Desde que assumiu o comando da agência regulatória norte-americana, a Federal Communications Commission (FCC), Ajit Pai se dedicou a desfazer, aos poucos, boa parte das medidas do chairman anterior, Tom Wheeler. A meta principal é a de anular a reclassificação da banda larga dentro da legislação de serviços essenciais (Title II) – a ideia é a de classificá-la como Title I, sujeita a regulações mais brandas e com atuação menor da FCC, deixando mais a cargo da Federal Trade Commission (FTC). Na prática, isso significa acabar com as regras da Open Internet, relegando às próprias empresas a opção de adotar (ou não) a neutralidade de rede. Criada em 2011 para defender direitos do usuário na Internet, a iniciativa Fight For The Future reuniu apoio de diversas empresas digitais e de conteúdo, como Netflix e Twitter, promovendo uma campanha para pressionar congressistas nos Estados Unidos a votar contra a proposta atual da Comissão.
Um dos sócios fundadores e diretor executivo da FFTF, Holmes Wilson, explica que desde a reclassificação da banda larga em 2015, durante a administração Barack Obama, os provedores continuaram a fazer lobby com a liderança do partido Republicano, o mesmo do presiedente Donald Trump. "Não porque é uma coisa de matéria de direita ou esquerda, na real o eleitorado americano, republicano ou democrata, ambos apoiam a neutralidade de rede em pesquisas, mas o lobby tem força positiva no Republicano", explicou ele a este noticiário.
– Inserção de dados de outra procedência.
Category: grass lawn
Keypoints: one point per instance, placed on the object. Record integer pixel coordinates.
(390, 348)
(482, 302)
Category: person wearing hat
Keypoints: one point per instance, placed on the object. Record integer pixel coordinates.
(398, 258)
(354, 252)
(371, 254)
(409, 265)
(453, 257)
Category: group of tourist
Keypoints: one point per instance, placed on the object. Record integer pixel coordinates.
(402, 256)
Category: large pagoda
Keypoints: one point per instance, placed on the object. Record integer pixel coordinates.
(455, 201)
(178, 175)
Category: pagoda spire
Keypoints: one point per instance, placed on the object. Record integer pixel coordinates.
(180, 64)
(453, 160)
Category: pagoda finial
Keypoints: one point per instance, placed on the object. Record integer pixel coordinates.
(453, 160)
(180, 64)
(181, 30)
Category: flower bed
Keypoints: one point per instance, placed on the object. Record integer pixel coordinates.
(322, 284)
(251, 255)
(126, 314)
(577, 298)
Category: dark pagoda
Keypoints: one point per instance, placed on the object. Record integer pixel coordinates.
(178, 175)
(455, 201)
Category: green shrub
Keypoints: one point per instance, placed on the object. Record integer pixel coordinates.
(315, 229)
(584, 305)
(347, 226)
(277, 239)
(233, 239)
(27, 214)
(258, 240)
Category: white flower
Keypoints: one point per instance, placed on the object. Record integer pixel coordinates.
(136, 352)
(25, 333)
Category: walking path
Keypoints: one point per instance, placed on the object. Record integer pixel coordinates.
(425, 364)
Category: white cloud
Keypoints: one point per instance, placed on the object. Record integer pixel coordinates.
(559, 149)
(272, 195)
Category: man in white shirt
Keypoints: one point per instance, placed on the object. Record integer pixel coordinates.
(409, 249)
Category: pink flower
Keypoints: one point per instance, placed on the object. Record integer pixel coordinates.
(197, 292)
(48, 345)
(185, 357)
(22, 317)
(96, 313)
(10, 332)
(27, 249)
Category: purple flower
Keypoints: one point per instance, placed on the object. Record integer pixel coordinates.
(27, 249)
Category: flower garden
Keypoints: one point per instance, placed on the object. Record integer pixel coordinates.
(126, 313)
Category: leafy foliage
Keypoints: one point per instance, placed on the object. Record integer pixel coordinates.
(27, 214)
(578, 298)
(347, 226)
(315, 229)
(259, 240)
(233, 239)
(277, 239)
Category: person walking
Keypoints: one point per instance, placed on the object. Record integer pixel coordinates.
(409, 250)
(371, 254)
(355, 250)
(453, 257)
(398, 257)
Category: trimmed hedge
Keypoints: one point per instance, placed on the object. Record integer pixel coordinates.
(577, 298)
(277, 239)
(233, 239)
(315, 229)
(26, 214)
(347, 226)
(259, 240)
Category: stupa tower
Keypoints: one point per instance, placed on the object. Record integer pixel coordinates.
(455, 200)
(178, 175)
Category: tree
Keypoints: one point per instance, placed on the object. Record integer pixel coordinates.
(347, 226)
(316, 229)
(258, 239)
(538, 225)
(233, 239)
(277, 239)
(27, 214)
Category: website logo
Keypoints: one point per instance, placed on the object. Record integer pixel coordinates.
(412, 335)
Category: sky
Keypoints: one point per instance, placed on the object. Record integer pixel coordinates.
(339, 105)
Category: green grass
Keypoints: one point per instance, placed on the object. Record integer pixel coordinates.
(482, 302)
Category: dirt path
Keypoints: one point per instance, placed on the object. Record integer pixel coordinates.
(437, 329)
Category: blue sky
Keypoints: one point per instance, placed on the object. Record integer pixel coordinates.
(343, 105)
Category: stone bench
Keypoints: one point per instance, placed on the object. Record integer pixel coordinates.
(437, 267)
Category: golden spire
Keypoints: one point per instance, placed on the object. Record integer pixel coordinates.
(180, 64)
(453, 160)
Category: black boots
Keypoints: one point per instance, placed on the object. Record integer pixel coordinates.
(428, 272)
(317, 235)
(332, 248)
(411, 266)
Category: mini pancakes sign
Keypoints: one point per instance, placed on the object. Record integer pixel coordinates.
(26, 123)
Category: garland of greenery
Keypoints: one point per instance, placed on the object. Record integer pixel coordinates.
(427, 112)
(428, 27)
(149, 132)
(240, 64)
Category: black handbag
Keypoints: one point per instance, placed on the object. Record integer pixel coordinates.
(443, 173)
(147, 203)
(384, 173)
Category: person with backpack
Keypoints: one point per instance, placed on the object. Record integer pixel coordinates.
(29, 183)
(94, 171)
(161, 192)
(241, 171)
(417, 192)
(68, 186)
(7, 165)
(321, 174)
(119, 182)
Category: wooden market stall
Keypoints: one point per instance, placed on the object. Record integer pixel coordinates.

Os esforços da entidade são também de concentrar no próximo dia 13 de julho um ato em conjunto para pressionar os congressistas após a fase da consulta pública, que encerra nessa mesma época. Até meados de agosto, o processo entra em um período de comentários. Depois, a FCC vai formular modificações ao projeto de lei, que segue então para votação. Tudo deverá desenrolar até o final do ano. Segundo Wilson, a iniciativa conta com apoio de diversos congressistas, incluindo republicanos. "Mas tem pouca iniciativa para se opor publicamente ao FCC neste momento", analisa.
Há, entretanto, esperança que os políticos mostrem constrangimento após a forte repercussão negativa da votação "muito desastrosa e não popular" que aprovou a revogação das medidas de garantia à privacidade do usuário de banda larga junto a provedores de acesso. "O partido Republicano está vulnerável, porque é a liderança deles na FCC que está adiantando essa coisa que não é nada popular", ressalta. Assim, espera poder pressionar os congressistas de todo os Estados Unidos enquanto trabalha junto ao público de forma didática com o conceito de neutralidade, aproveitando também a própria percepção do consumidor norte-americano na relação com provedores de cabo. "Quando as pessoas entendem o que significa, a grande maioria apoia", diz Holmes Wilson. "As medidas que eles (os republicanos) estão propondo claramente admitem a possibilidade de provedores fazer priorização paga", alega, chamando a tática de extorsão por aceitar serviços em uma "via rápida", relegando o restante de quem não subsidia a uma conexão lenta e instável. Essa posição a favor da neutralidade de rede é corroborada pelo ex-chairman da Comissão, Tom Wheeler.
Segundo Wilson, a manifestação teve pouco tempo para se organizar porque a FCC "avançou mais rápido do que todo mundo antecipou", mas considera ter tido sorte de envolver grandes sites e empresas na iniciativa, além de mais de mil startups em todos os estados norte-americanos. "Então estamos ganhando tração, mas claro que estamos trabalhando para conseguir mais participantes, e cada semana anunciamos mais", declara. "Minha esperança seria de ter todas (as empresas de Internet), não tem um site ou serviço que não tenha motivo para participar, pois isso afeta a Internet como um todo", conclui.
Exceções
Wilson considera a prática do zero-rating como outro campo de batalha, mas reconhece que era um ponto sem regras claras. Na opinião do diretor-executivo da Fight For The Future, há formas de utilizar a prática – como em descontos para incentivar o uso da banda larga fora do horário de pico, desde que tratando todos os conteúdos de forma igualitária, e não apenas beneficiando alguns serviços ou aplicativos. No formato atual, com o zero-rating liberado pela FCC de Ajit Pai, ele considera "muito perigoso" por dar ao provedor o controle e "o mesmo poder de intimidação que a priorização paga dá em relação às empresas de Internet". Enxerga ainda o zero-rating e a priorização paga como incentivos contrários e anticompetitivos. "Ambos têm um efeito perverso no provedor, incentivando-o a fazer um serviço terrível justamente para fazer parecer (o acesso patrocinado) mais valoroso."